In a June 16 interview, Town Manager Keith Trefethen said that while this year’s property assessments, along with disbursements from the Arundel Cottages TIF [tax increment financing] district, will not be finalized until August, he is currently estimating a 65 cent increase in the mil rate, from $15.12 to $15.77 per $1,000 of assessed value. The biggest portion of that is actually attributable to the new deputy voters agreed to hire.

“That will account for 33 cents of the increase,” Trefethen said.

Still, while both the board of selectmen and the budget board recommended against doubling the town’s contract deputy contingent, the issue was raised on the floor of last year’s town meeting, leaving voters this year ready to act now that they had a warrant article before them.

Sinnott Road resident David Berg drew a round of applause with an impassioned plea to his fellow voters to open up their wallets.

“When it comes to law enforcement we have not kept up with the times,” he said, citing U.S. Census Bureau figures which show Arundel has grown 217 percent since 1970, from a population of 1,300 to the 2015 estimate of 4,127. And yet, the town still retains just a single deputy for dedicated patrols of town.

“The time has come to provide proper police protection for our citizens.” Berg said. “Just like a new town hall, the time is long overdue.

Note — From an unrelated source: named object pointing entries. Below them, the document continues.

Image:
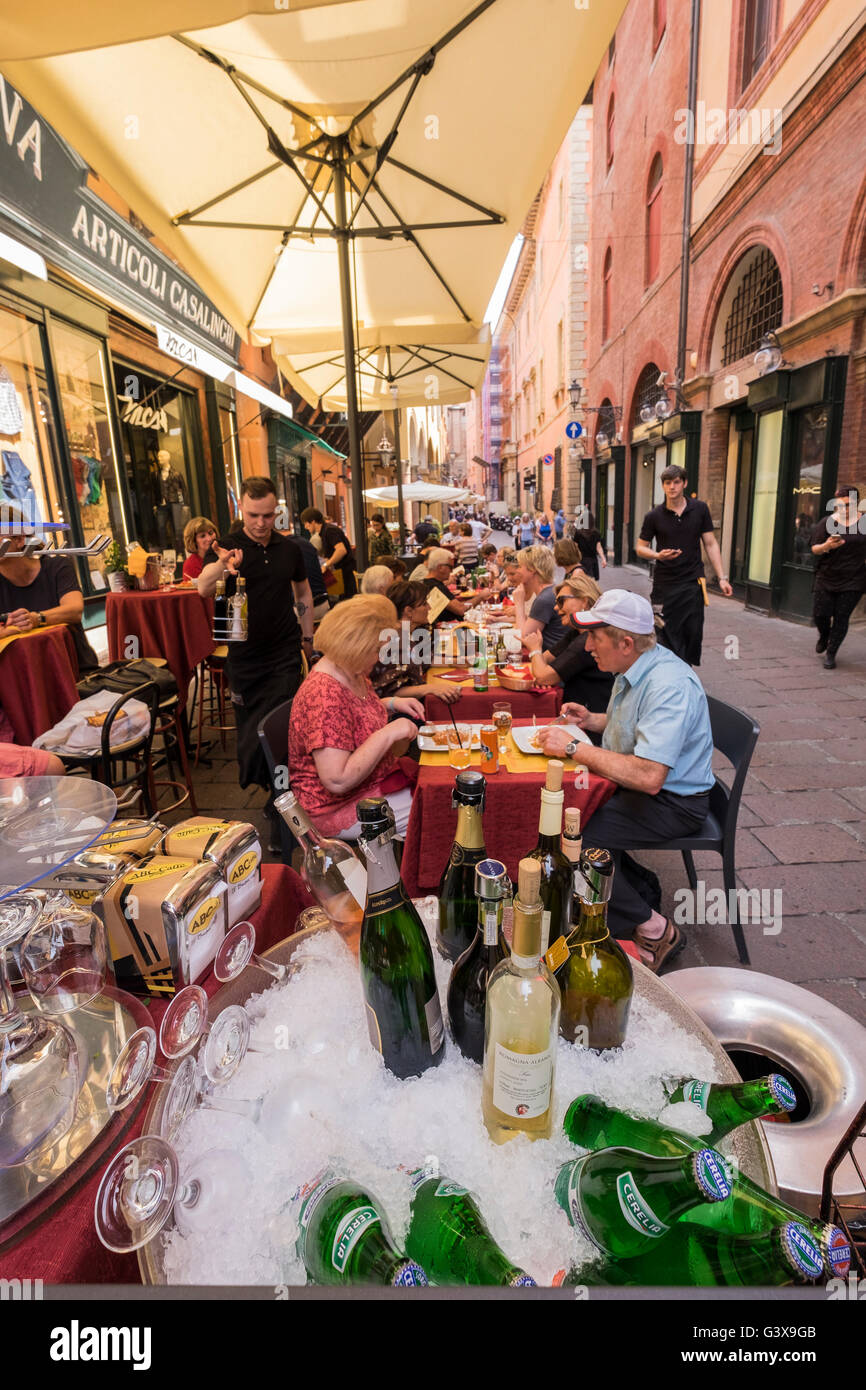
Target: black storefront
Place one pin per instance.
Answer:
(107, 426)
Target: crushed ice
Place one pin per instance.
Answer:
(334, 1104)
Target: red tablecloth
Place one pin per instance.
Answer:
(66, 1248)
(478, 705)
(38, 673)
(510, 819)
(171, 623)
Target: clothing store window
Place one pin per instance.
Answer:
(28, 441)
(157, 438)
(81, 375)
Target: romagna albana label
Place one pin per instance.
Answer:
(521, 1082)
(635, 1208)
(349, 1232)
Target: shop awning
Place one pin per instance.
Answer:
(188, 352)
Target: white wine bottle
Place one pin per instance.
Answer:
(521, 1026)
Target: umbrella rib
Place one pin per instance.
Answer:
(444, 188)
(423, 64)
(414, 241)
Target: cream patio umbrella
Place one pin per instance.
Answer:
(323, 170)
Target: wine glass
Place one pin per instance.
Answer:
(64, 959)
(39, 1058)
(142, 1186)
(238, 950)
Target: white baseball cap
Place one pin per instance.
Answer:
(619, 608)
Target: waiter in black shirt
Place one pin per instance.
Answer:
(679, 527)
(264, 670)
(838, 545)
(335, 548)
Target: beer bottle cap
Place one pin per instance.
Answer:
(553, 780)
(376, 816)
(470, 788)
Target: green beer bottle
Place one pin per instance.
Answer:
(344, 1237)
(449, 1237)
(458, 906)
(749, 1208)
(624, 1201)
(592, 970)
(403, 1011)
(469, 977)
(733, 1105)
(691, 1255)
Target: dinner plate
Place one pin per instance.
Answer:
(427, 744)
(524, 734)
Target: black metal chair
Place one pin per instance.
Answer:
(734, 734)
(110, 763)
(274, 737)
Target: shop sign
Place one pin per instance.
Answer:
(45, 193)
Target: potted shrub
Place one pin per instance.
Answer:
(116, 569)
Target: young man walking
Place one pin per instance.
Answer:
(679, 526)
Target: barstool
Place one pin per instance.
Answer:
(213, 667)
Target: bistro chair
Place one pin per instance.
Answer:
(124, 765)
(734, 734)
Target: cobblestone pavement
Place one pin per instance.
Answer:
(802, 820)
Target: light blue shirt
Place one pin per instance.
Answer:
(658, 710)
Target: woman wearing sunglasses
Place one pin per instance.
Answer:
(567, 663)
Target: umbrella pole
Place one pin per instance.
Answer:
(399, 463)
(345, 296)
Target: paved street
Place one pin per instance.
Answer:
(802, 823)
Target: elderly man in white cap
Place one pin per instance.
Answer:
(656, 745)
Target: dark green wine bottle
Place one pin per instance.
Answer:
(555, 868)
(692, 1255)
(344, 1237)
(467, 984)
(624, 1201)
(592, 970)
(749, 1208)
(403, 1011)
(458, 906)
(449, 1237)
(733, 1105)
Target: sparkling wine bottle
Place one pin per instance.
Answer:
(458, 908)
(403, 1011)
(520, 1026)
(344, 1237)
(624, 1201)
(555, 868)
(449, 1237)
(470, 975)
(331, 869)
(592, 970)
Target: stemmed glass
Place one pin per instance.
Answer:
(39, 1058)
(238, 950)
(142, 1186)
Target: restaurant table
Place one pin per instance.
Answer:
(542, 701)
(173, 623)
(64, 1248)
(510, 812)
(38, 673)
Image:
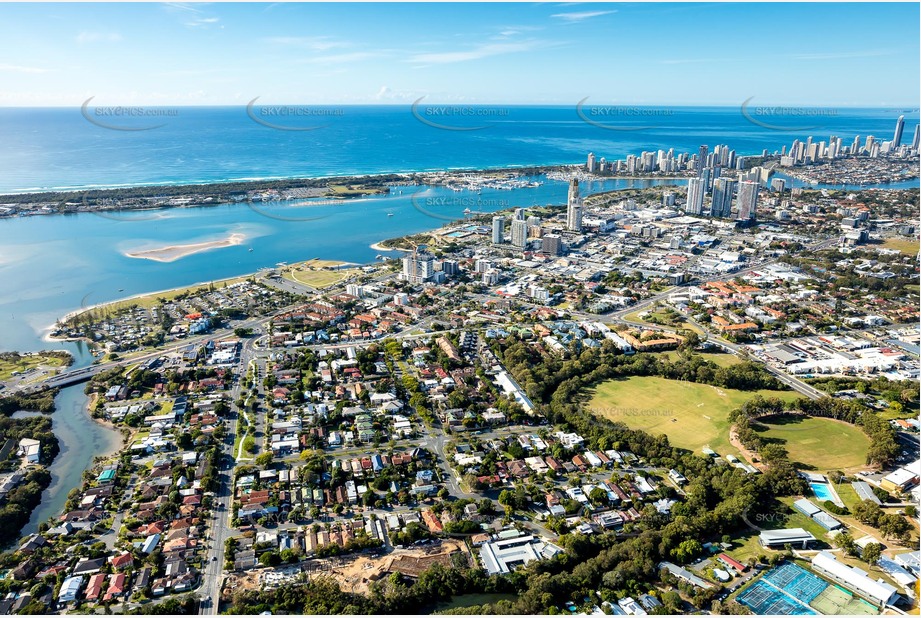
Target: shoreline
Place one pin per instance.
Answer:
(378, 246)
(157, 188)
(76, 312)
(171, 253)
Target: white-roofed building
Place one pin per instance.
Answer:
(854, 579)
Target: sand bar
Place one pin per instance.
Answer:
(172, 253)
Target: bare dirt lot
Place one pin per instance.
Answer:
(354, 573)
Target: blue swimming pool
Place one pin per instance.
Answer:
(822, 491)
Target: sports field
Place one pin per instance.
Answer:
(720, 360)
(691, 415)
(904, 245)
(817, 443)
(315, 274)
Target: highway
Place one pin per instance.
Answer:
(211, 576)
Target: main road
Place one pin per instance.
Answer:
(222, 503)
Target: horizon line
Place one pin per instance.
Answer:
(908, 108)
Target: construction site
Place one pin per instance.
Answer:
(356, 573)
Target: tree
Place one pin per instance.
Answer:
(687, 550)
(598, 496)
(872, 553)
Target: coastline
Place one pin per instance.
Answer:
(76, 312)
(379, 246)
(171, 253)
(254, 183)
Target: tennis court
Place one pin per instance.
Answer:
(765, 600)
(793, 591)
(835, 600)
(796, 582)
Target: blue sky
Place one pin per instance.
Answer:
(822, 54)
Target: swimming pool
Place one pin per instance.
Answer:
(822, 491)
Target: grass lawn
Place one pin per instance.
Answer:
(906, 245)
(26, 362)
(691, 415)
(817, 443)
(148, 301)
(660, 315)
(314, 273)
(720, 360)
(746, 544)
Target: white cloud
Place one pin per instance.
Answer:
(476, 53)
(581, 16)
(340, 58)
(322, 43)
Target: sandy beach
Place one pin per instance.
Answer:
(172, 253)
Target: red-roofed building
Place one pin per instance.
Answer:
(94, 588)
(122, 561)
(432, 521)
(116, 586)
(732, 563)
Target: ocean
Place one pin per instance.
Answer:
(52, 265)
(57, 148)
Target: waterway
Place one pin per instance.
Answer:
(52, 265)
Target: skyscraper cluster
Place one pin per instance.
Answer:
(574, 208)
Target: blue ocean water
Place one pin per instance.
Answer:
(51, 265)
(52, 148)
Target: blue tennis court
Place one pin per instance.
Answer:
(796, 582)
(765, 600)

If you have a home valued at $200,000 and somebody breaks in, is it worth an extra $66 per year to have an officer there in a matter of minutes, as opposed to having a deputy or state trooper who could be coming form the other side of York County?”

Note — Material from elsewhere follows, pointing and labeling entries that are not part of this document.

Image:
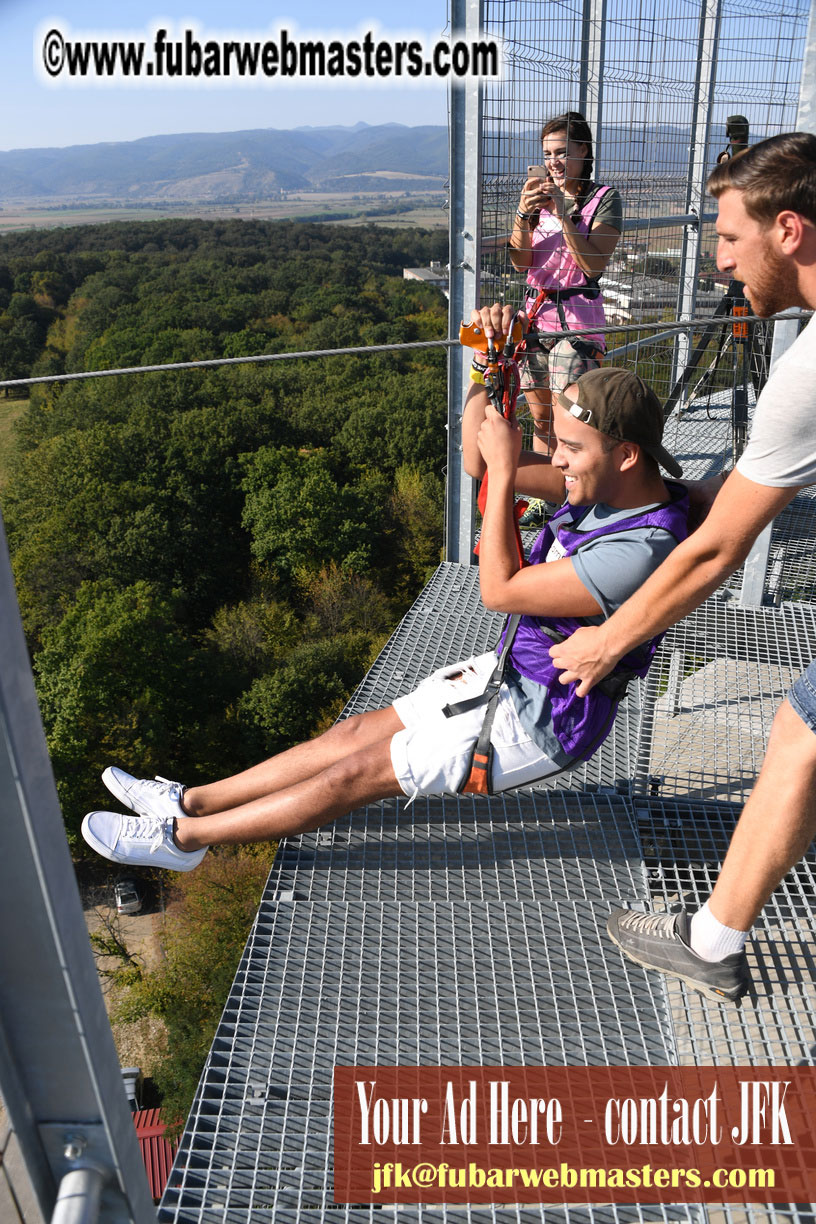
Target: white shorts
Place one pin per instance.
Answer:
(431, 755)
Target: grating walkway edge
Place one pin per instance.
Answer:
(463, 932)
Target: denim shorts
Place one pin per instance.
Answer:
(556, 364)
(803, 697)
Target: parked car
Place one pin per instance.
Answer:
(129, 899)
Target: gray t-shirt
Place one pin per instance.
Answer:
(611, 568)
(782, 447)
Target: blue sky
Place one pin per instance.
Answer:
(40, 116)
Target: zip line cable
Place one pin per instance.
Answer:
(664, 329)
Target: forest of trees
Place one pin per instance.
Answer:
(207, 561)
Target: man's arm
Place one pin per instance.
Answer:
(553, 589)
(694, 569)
(535, 475)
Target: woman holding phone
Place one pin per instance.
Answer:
(563, 236)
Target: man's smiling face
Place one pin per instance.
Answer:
(748, 251)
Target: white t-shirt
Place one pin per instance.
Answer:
(782, 448)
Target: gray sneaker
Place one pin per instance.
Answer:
(661, 941)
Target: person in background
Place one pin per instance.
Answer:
(766, 233)
(564, 231)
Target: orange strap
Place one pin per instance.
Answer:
(520, 507)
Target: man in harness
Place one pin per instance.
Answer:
(618, 522)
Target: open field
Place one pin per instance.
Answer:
(423, 209)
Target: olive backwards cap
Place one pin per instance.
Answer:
(622, 405)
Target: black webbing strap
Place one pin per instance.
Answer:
(496, 677)
(478, 774)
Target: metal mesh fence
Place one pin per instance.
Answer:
(637, 70)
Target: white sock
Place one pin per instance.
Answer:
(711, 940)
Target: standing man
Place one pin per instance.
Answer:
(767, 240)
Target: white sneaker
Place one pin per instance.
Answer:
(158, 798)
(138, 841)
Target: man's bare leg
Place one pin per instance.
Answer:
(350, 782)
(776, 828)
(295, 765)
(778, 823)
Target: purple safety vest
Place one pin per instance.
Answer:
(581, 723)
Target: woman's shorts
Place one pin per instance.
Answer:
(556, 364)
(431, 755)
(803, 697)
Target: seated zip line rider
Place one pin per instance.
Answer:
(617, 524)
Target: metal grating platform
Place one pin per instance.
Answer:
(360, 983)
(520, 846)
(684, 845)
(715, 687)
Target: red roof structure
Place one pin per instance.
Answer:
(157, 1152)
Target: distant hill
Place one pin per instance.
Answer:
(255, 165)
(230, 165)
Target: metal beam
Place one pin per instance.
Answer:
(465, 194)
(591, 67)
(59, 1070)
(704, 99)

The $136,240 will put a second deputy in Arundel for 40 hours each week and outfit him or her with a cruiser for three years.

The land purchase question for a new town office drew extended debate, but not because there was no stomach for it. Instead, voters expressed confusion over the wording of the associated warrant articles.

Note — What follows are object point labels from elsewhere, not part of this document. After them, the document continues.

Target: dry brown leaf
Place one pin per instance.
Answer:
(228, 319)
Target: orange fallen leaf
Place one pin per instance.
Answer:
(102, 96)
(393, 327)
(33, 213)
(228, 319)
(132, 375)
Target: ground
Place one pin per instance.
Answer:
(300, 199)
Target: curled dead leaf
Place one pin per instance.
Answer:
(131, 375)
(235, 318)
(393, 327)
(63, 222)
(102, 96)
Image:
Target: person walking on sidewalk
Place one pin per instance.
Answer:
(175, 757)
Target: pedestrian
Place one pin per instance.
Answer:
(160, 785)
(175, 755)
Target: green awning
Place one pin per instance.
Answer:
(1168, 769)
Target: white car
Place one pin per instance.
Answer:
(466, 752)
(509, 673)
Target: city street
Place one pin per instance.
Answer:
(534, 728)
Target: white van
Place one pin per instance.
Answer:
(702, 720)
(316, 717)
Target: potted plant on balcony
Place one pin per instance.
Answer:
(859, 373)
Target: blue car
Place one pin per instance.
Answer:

The first article laid out the deal — in which the town will partner with the newly-formed Arundel Conservation Trust (ACT) to buy a 35 acre lot on Limerick Road for $375,000. The town will keep between 6 and 8 acres as a town office site, paying $200,000, while ACT will retain the rest for $175,000. For its part of the purchase, ACT is backed by the Kennebunkport Conservation Trust and engage in fundraising to cover the bill. However, many voters interpreted the article as meaning the town would pay the full $375,000 and then sell ACT its share. What if the the new land trust was not able to foot that bill, they asked. Berg and several others made a case for amending the wording of the article to specify that deal would be a no-go if ACT fails to come through.

Citing the Maine Meeting Moderator’s Manual, meeting moderator Durward Parkinson said he would not allow the proposed amendment, saying it changed the article to greatly. However, he and Selectman Thomas Danylik both argued that the article actually said what voters wanted it to be, particularly due to a subsequent warrant article that capped the town expenditure to $200,000.

“The Kennebunkport Conservation Trust is letting us access their line of credit, so the money will be there on that day [of the sale],” Joan Hull assured her fellow residents, while speaking on behalf of ACT.

More than half the crown left after the town office and contract deputy votes, leaving the rest to handle the actual budget articles. Of those, about 35 people gutting it out all the way until Parkinson banged the gavel for adjournment.